Ian Bremmer, founder of the Eurasia Group, is a political risk expert. Investors all over the world pay big bucks to hear his views on what various governments might or might not do. At the moment, he is in Japan--just one stop on a tour visiting clients. Bremmer says "Everywhere I turn on this Asia trip, folks have been pressing me with their concerns about the deterioration of the U.S.-China relationship...and what it means for them."
Indeed, the relationship between these two key countries appears to be deteriorating rapidly. I've written before about the looming trade war brewing between the U.S. and China. America is pressing China to revalue its currency and Google is threatening to leave China entirely. But the Chinese are also flexing their muscles against other nations. They have detained an Australian businessman who works for Rio Tinto, accusing him of taking bribes.
Bremmer is the author of several books. Three years ago, he wrote the "The J Curve: A New Way to Understand How Nations Rise and Fall." A year ago, he wrote "The Fat Tail: The Power of Political Knowledge for Strategic Investing." His newest book, which comes out in May, sports a title that is anything but subtle. It's called "The End of the Free Market: Who Wins the War Between States and Corporations?" No doubt, you can make a good guess at the answer to that question.

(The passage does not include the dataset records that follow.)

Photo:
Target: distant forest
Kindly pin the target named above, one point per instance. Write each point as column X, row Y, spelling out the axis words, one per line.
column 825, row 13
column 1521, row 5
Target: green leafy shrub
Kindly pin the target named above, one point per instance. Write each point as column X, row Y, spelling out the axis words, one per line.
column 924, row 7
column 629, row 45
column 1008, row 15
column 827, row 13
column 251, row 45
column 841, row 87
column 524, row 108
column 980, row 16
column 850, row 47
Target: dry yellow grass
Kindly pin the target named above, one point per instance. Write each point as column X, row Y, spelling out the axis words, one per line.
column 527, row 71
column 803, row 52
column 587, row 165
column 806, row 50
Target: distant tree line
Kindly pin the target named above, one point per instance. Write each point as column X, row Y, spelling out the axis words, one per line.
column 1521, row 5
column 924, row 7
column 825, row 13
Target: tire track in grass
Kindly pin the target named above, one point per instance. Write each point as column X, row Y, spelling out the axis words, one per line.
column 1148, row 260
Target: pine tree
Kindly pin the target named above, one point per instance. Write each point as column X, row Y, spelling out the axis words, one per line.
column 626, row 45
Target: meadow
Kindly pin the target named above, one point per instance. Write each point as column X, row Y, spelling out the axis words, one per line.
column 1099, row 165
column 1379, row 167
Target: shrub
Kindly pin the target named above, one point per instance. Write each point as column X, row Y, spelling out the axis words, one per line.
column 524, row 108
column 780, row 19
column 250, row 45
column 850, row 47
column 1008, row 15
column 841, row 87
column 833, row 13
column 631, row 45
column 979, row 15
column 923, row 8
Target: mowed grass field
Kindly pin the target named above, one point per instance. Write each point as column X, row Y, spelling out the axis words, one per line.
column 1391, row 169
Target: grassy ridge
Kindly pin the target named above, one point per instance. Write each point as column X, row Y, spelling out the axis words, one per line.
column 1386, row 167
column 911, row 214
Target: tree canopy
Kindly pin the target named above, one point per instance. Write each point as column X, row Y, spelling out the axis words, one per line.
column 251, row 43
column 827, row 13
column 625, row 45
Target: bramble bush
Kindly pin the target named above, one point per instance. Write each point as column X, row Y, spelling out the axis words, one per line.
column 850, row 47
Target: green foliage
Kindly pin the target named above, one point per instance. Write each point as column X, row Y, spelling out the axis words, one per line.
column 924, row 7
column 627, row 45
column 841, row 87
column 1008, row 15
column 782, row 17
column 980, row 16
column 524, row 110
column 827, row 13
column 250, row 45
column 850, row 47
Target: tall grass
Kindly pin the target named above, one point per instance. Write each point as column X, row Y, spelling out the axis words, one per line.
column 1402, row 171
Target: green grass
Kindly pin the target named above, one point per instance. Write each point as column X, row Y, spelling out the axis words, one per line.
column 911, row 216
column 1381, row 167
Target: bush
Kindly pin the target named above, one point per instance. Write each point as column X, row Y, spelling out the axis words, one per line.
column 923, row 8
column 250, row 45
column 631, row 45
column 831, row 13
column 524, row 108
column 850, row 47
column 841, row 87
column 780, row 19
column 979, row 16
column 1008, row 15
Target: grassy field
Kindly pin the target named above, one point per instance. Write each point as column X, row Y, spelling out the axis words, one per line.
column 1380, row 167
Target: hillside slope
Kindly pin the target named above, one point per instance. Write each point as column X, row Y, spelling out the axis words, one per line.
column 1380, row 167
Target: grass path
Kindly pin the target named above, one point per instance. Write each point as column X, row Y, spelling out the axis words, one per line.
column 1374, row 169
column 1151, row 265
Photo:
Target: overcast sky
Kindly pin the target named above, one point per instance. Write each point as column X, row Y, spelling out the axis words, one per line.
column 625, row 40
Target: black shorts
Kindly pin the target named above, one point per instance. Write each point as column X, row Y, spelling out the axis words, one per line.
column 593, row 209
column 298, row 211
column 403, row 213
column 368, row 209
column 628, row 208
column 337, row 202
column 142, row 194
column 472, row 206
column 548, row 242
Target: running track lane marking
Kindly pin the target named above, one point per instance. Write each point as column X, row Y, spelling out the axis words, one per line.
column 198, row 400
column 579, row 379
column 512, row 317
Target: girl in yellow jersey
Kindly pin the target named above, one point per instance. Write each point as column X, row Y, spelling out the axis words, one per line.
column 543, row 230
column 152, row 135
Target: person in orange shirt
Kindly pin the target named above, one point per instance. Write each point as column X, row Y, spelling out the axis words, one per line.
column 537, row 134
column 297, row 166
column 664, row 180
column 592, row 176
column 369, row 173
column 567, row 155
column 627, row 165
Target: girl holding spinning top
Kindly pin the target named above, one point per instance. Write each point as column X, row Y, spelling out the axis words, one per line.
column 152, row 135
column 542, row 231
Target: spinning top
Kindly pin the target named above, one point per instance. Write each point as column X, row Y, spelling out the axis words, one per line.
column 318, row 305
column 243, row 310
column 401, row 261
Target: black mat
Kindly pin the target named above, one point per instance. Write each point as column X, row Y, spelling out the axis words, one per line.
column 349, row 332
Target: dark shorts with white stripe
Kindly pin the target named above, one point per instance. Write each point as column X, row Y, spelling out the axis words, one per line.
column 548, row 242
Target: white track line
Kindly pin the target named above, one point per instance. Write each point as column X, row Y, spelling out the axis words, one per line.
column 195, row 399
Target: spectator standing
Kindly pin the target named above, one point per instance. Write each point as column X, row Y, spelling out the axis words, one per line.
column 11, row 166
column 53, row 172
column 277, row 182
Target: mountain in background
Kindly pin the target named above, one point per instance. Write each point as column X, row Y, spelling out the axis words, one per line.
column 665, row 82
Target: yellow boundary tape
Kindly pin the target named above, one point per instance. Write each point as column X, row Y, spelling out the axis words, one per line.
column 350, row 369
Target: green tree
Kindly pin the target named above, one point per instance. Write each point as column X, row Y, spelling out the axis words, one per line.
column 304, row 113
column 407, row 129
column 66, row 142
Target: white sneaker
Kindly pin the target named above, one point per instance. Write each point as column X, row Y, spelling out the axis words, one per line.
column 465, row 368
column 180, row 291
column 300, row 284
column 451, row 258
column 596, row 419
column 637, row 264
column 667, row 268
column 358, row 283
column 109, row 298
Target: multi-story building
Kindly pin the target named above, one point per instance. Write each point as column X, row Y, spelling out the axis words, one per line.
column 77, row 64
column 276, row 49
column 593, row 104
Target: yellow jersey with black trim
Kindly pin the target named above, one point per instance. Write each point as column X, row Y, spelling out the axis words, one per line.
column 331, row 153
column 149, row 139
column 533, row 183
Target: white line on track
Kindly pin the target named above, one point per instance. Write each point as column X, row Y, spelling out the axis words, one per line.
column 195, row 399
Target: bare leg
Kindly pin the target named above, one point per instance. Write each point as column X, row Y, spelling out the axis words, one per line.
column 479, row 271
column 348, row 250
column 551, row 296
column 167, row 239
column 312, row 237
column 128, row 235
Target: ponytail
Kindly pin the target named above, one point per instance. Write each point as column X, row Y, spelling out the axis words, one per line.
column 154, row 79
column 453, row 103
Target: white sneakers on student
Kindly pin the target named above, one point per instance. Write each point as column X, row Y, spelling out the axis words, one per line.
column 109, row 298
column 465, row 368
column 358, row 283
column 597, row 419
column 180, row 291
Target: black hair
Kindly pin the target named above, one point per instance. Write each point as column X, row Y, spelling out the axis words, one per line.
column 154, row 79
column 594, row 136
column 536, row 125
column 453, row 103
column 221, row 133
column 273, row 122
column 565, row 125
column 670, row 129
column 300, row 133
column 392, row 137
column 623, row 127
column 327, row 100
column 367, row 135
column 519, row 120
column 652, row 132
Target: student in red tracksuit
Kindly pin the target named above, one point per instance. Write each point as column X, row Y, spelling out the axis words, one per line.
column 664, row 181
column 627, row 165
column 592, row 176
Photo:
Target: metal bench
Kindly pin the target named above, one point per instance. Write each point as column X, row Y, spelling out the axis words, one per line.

In the Introduction to his newest book, Bremmer begins with another question--one posed by a Chinese diplomat during a meeting that took place in the midst of the global financial crisis. The diplomat asked Bremmer, "Now that the free market has failed, what do you think is the proper role for the state in the economy?"
There is no denying that in almost every country, government is exploiting the recent crisis by assuming a bigger role in the economy. This is true even in the U.S.--once considered a bastion of free market capitalism. The U.S. government now owns substantial equity stakes in formerly blue chip companies, and it is getting involved in everything from strategic managerial decision making to executive compensation.
However, as Bremmer explains, the free market has not failed and we are not witnessing a resurgence of communism. Instead, what we are seeing is a new system called state capitalism. It is a system in which governments use capitalism and free markets to advance their own power and interests.
Bremmer's book does not focus on China or the U.S. alone. In fact, it provides an excellent around-the-world tour of almost every country that has an economy of any meaningful size. All investors, professional or novice, who are looking for global diversification, will benefit from a careful read of the insights provided in this book. Nonetheless, the most interesting and fascinating portions of the book focus on the world's largest and fastest growing economies.
That includes China. The book does an excellent job of explaining how the Chinese government uses state-controlled companies to advance its policies. It uses its power to make sure these companies have every possible advantage. In this way, the government is literally engineering China's development.
As communist governments collapsed all over the world, communists in China maintained power through brute force, best exemplified by the quashing of the Tiananmen Square protests. Yet China's communists also understood that command economies could not effectively compete against free markets. The trick, as far as they were concerned, was to grow the economy while maintaining political control. Their solution was state capitalism, an ideal that has spread around the globe--even to the U.S.